今季、ソフトバンクは「本拠地九州移転30周年」を迎えている。ヤフオクドームのビジョンでは福岡にゆかりのある歌手、タレントが登場し「いざゆけ若鷹軍団」を少しずつ歌う30周年バージョンが流れている。マツダスタジアムや甲子園などに続く、流行に乗ったものだ。

この30周年にぜひ復活してほしい曲がダイエーホークスの球団歌「ダイヤモンドの鷹」。歌うのは歌手の宇崎竜童が率いる竜童組。作詞した阿久悠さんは西武の球団歌「地平を駆ける獅子を見た」に続く2球団目だ。

移転1年目、89年シーズンのファンブックで、阿久悠さんは『球団歌のパターンに当てはまらない斬新なイメージで詞をつくりました』『この曲は決して歌いやすいとは思いません。ビートとリズムが複雑で入り組んでいますからね』『とびきりファンキーでビビットな曲に仕上がったと自負しています』(すべて89年ダイエーホークスファンブックより)と語っている。

89年1月19日、ホークスの監督、選手、スタッフ総勢210人がチャーター機で伊丹空港から福岡空港に降り立った。エメラルドグリーンのジャケットを着た集団が機内から降りてきた光景は、当時中学2年だった記者も鮮明に覚えている。

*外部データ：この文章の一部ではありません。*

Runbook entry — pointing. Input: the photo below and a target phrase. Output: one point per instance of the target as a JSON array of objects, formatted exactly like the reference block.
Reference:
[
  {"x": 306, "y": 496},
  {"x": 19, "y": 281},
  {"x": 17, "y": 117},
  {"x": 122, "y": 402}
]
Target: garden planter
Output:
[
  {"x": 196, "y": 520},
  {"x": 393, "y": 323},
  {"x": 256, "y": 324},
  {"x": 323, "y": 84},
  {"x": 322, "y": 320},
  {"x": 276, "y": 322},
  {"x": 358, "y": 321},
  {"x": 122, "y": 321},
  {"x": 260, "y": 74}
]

森浩之ヘッドコーチは当時プロ3年目だった。「やっと福岡に来たんだな。九州人になるんだなとね」と胸を高鳴らせたという。「ダイヤモンドの鷹」のことを聞くと「ああ、あったあった。みんなで歌ったよ」とリズムを取り口ずさんだ。お披露目会場で選手たちも歌詞カードを見ながら歌ったという。

「ライオンズに出て行かれた福岡のファンの手放さないという熱い思いを感じた」。歌を思い出すと同時に当時のファンの歓迎ぶりなども鮮明によみがえってきたようだ。歌詞の「We are the champions」は、当時はBクラスばかりの弱小チームには刺激的だった。「そのころはチャンピオンになるとは思えなかった。王球団会長が(95年に)監督になってから変わってきたね」。過去5年で4度の日本一。今では「チャンピオン」と歌っても恥ずかしくないチームとなった。

当時、観戦に行くと平和台球場の外で開門を待っている間、スピーカーからずっと繰り返し鳴り響いていたのを覚えている。ほかにも子門真人の「ホークスタウン物語」は福岡ドーム(現ヤフオクドーム)が完成したばかりのころ球場に流れていた。島倉千代子の「それ行けダイエーホークス音頭」などあまり知られていない歌もある。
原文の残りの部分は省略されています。